No que diz respeito à alteração na CLT, destaque para o
artigo 235-C, que ganhou o parágrafo 17. O texto dispõe sobre a jornada de
trabalho do motorista profissional. A lei estende a regra aos operadores de
automotores, destinados a puxar ou a arrastar maquinaria de qualquer natureza
ou a executar trabalhos de construção ou pavimentação e aos operadores de
tratores, colheitadeiras, autopropelidos e demais aparelhos automotores
destinados a puxar ou a arrastar maquinaria agrícola ou a executar trabalhos
agrícolas.
As
polêmicas cinquentinhas serão, finalmente, regulamentadas. Após a publicação da Lei no Diário Oficial da União nesta sexta-feira (31), os ciclomotores
comprados deverão ser emplacados, assim como os carros e as motocicletas. Os
condutores deverão ter o Cerificado de Registro e Licenciamento de Veículo
(CRLV). Em resumo, as cinquentinhas foram enquadradas como motocicletas e os
DETRANs de cada estado é que cuidarão do registro
Com relação ao CTB, conforme a nova
redação do inciso XVII do
artigo 24, compete
aos órgãos e entidade executivos de trânsito dos municípios, registrar e
licenciar veículos de tração e propulsão humana e de tração animal,
fiscalizando, autuando, aplicando penalidades e multas. Quanto à identificação
do veículo, foram alterados os parágrafos 4º, 4º-A e 8º do artigo 114. Os
aparelhos automotores, descritos anteriormente, também serão sujeitos ao
registro na repartição competente, caso transitem na via pública, e ficam
dispensados o licenciamento e emplacamento. Os tratores e demais aparelhos
automotores destinados a puxar ou a arrastar maquinaria agrícola ou a executar
trabalhos agrícolas, serão sujeitos ao registro único sem ônus, desde que
facultados a transitar em via pública. Ficam dispensados do certificado de
segurança previsto no artigo 106 do CTB, os veículos
artesanais utilizados para trabalho agrícola (jericos). O registro somente será
exigível para os aparelhos ou máquinas produzidos a partir de 1-1-2016.

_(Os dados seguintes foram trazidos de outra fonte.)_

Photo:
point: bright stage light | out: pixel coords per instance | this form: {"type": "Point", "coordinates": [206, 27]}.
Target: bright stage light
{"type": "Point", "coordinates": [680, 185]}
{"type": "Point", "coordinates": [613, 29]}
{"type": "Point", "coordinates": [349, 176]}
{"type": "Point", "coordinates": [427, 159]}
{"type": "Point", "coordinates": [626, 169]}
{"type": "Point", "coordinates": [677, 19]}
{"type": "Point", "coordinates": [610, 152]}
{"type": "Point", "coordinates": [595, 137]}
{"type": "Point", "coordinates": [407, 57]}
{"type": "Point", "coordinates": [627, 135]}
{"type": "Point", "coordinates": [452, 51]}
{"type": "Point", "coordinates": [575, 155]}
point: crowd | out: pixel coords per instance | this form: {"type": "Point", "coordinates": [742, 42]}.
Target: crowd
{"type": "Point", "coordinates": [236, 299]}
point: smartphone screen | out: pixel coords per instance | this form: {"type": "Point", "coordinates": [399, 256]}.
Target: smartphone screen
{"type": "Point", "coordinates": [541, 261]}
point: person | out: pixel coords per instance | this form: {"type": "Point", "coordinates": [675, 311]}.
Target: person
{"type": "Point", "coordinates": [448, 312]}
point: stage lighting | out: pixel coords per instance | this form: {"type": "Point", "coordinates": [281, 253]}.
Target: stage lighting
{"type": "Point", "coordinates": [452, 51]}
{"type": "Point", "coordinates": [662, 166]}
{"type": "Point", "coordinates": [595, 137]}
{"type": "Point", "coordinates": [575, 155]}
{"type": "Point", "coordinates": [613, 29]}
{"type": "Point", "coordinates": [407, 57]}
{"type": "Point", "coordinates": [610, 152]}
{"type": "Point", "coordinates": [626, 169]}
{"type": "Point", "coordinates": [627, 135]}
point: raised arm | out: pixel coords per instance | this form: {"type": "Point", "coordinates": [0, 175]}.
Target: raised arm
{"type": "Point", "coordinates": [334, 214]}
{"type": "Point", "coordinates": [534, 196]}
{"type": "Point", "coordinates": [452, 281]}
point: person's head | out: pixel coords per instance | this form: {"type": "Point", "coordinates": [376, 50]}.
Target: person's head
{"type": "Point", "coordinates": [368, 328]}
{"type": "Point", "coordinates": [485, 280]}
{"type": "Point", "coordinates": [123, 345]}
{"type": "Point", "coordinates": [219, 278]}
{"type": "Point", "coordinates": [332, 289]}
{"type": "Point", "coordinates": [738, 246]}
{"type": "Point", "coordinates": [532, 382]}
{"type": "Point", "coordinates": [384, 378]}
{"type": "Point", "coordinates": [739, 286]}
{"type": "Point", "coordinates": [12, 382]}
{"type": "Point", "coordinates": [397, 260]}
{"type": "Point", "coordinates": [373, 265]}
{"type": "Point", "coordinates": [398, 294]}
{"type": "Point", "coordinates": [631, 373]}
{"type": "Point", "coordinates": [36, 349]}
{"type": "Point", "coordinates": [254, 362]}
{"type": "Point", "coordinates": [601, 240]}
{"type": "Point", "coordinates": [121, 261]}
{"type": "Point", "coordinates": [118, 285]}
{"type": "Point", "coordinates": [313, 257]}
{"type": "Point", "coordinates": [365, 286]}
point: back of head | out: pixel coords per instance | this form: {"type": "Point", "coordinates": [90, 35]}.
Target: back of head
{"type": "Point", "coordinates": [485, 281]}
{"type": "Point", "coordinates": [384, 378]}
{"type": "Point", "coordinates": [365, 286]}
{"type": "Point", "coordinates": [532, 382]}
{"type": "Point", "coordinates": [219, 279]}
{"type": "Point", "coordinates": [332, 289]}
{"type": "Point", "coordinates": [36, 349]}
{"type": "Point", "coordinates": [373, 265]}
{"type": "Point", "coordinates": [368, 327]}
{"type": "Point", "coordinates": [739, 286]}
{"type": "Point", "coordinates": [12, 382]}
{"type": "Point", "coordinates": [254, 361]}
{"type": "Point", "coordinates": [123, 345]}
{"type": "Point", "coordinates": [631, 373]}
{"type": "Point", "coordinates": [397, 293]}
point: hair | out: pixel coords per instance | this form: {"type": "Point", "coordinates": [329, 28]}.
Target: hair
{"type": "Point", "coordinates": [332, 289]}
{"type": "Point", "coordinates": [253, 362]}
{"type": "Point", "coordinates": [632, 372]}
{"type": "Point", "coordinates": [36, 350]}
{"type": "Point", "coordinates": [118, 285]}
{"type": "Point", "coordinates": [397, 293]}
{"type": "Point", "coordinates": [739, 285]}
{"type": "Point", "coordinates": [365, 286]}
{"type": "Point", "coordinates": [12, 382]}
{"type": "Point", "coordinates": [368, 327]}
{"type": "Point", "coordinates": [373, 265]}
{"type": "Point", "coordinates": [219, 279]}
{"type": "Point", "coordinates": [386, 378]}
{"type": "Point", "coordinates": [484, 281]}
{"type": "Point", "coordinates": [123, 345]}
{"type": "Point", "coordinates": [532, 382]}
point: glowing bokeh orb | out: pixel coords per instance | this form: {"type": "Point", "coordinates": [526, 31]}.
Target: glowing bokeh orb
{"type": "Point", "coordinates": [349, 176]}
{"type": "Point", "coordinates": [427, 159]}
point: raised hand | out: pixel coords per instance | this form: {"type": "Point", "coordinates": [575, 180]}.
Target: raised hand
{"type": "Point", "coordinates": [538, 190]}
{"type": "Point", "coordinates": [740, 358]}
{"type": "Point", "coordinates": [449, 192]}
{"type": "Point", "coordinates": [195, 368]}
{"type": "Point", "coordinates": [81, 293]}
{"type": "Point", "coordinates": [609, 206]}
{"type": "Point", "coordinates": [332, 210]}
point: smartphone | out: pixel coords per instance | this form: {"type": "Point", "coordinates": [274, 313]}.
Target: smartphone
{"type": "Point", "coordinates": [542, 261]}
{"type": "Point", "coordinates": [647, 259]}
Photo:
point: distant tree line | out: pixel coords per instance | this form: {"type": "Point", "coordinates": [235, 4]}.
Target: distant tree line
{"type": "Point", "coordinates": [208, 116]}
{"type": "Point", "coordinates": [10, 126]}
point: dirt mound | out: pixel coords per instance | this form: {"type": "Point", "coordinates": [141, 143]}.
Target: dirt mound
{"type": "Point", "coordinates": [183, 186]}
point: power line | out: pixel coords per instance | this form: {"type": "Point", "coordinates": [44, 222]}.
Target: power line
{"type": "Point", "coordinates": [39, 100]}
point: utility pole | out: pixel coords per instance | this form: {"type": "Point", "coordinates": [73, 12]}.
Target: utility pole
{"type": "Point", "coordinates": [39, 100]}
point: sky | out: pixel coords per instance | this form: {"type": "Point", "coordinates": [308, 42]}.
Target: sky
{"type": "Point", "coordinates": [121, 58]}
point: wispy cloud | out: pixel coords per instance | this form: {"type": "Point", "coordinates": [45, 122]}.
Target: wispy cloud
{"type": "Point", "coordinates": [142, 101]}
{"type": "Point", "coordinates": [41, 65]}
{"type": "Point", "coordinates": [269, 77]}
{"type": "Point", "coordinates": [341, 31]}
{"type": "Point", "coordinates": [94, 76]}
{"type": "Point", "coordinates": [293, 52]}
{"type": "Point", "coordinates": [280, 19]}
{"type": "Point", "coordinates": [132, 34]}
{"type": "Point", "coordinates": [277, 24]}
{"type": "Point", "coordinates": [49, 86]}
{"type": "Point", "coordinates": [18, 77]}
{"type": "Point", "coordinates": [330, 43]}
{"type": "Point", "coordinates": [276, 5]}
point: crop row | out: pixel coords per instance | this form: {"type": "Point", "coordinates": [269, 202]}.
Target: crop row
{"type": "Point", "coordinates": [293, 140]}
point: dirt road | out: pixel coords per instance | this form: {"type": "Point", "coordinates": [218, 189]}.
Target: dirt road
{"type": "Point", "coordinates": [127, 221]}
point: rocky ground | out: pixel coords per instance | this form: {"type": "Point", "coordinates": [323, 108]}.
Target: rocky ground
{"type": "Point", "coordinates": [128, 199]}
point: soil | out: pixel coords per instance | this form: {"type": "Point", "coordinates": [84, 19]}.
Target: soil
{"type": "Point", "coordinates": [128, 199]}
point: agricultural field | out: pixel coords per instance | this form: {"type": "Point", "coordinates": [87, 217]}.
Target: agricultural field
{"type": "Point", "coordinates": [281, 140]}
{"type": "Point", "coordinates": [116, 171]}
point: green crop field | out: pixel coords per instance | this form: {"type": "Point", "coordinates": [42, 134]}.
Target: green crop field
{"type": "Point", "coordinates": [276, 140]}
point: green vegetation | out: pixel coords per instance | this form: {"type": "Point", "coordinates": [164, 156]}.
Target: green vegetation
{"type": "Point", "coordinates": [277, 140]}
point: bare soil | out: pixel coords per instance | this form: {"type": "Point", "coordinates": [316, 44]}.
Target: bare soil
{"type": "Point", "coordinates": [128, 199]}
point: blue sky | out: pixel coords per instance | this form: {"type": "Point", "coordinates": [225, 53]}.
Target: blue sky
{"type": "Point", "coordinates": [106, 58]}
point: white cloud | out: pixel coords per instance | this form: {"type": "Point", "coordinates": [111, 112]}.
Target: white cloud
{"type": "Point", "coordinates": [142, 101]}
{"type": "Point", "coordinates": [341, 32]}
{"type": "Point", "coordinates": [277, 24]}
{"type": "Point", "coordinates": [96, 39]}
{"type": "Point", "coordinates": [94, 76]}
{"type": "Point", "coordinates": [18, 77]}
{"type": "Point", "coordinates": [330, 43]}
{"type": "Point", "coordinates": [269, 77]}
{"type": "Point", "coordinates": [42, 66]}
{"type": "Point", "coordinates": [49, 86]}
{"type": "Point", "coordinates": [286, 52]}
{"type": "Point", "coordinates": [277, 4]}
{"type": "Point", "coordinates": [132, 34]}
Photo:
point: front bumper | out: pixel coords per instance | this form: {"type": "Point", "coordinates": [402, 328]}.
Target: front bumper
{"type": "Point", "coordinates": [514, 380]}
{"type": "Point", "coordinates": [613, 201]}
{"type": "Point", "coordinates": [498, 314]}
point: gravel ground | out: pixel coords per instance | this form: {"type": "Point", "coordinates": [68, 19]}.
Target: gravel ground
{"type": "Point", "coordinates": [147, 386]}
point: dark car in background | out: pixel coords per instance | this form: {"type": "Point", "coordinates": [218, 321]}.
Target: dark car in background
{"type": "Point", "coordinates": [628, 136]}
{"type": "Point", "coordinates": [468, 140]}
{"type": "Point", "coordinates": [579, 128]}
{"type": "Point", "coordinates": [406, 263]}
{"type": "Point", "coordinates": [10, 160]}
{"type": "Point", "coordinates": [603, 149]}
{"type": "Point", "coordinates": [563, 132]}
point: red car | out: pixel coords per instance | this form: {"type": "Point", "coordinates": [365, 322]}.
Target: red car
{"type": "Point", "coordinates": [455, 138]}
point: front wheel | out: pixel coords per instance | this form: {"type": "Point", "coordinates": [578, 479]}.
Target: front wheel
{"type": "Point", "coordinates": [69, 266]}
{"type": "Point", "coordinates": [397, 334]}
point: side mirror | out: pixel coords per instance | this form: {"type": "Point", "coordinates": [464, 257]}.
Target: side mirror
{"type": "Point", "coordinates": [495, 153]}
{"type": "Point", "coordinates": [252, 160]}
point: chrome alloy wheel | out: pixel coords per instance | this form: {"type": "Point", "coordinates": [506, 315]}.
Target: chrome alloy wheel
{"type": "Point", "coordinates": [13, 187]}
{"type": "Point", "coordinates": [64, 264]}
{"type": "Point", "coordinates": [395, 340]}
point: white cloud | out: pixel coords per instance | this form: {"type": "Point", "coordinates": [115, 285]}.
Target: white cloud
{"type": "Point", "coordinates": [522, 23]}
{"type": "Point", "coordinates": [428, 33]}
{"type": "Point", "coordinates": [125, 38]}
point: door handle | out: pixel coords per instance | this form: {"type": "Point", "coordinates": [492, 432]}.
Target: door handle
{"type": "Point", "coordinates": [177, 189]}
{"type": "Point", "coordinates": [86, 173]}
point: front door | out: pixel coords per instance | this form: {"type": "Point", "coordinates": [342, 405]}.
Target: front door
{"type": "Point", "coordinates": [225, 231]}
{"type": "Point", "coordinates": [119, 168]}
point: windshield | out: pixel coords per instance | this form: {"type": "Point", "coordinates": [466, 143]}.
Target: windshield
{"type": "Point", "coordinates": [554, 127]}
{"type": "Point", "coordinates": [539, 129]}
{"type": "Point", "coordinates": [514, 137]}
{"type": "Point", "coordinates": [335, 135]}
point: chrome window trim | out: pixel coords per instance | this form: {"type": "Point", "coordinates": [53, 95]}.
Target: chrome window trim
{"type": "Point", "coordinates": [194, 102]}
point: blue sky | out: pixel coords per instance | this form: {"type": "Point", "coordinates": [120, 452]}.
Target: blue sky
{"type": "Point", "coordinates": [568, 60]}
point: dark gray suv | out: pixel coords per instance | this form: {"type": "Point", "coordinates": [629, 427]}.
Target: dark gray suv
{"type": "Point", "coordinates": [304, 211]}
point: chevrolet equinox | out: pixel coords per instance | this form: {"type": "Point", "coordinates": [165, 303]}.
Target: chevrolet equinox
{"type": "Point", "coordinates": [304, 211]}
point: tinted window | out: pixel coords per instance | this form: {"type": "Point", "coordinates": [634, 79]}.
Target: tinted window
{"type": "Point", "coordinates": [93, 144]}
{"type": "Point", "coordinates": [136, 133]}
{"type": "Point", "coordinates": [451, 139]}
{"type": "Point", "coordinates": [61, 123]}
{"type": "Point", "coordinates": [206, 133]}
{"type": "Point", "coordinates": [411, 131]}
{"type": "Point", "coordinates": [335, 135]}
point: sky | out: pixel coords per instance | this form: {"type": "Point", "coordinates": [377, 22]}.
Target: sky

O capítulo XII do CTB, que trata do
licenciamento, também sofreu acréscimo. De acordo com o parágrafo único do
artigo 134, a cópia autenticada do comprovante de transferência de propriedade
que deve ser encaminhada ao órgão executivo de trânsito do Estado dentro de um
prazo de trinta dias para fins de transferência de propriedade poderá ser substituída
por documento eletrônico, na forma regulamentada pelo Contran. Foram vetados os
parágrafos 1º e 2º do artigo 145 e o inciso VIII do artigo 231.
No que toca ao artigo 184, inciso III, transitar com o veículo na faixa ou via
de trânsito exclusivo, regulamentada com circulação destinada aos veículos de
transporte público coletivo de passageiros (exceto em casos de força maior e
com autorização do poder público), é infração gravíssima, com penalidade de
multa e apreensão do veículo, e medida administrativa de remoção do mesmo.
Também foi acrescido o inciso VII ao artigo 252. Dirigir o veículo realizando a
cobrança de tarifa e com o mesmo em movimento, é infração média, com a
penalidade de multa. Quanto à aplicação de penalidade de suspensão do direito
de dirigir, o artigo 261 ganhou os parágrafos 5º ao 8º, e o artigo 330, o
parágrafo 6º (substituição dos livros de movimento de entrada e saída de
veículos por sistema eletrônico, na forma regulamentada pelo Contran).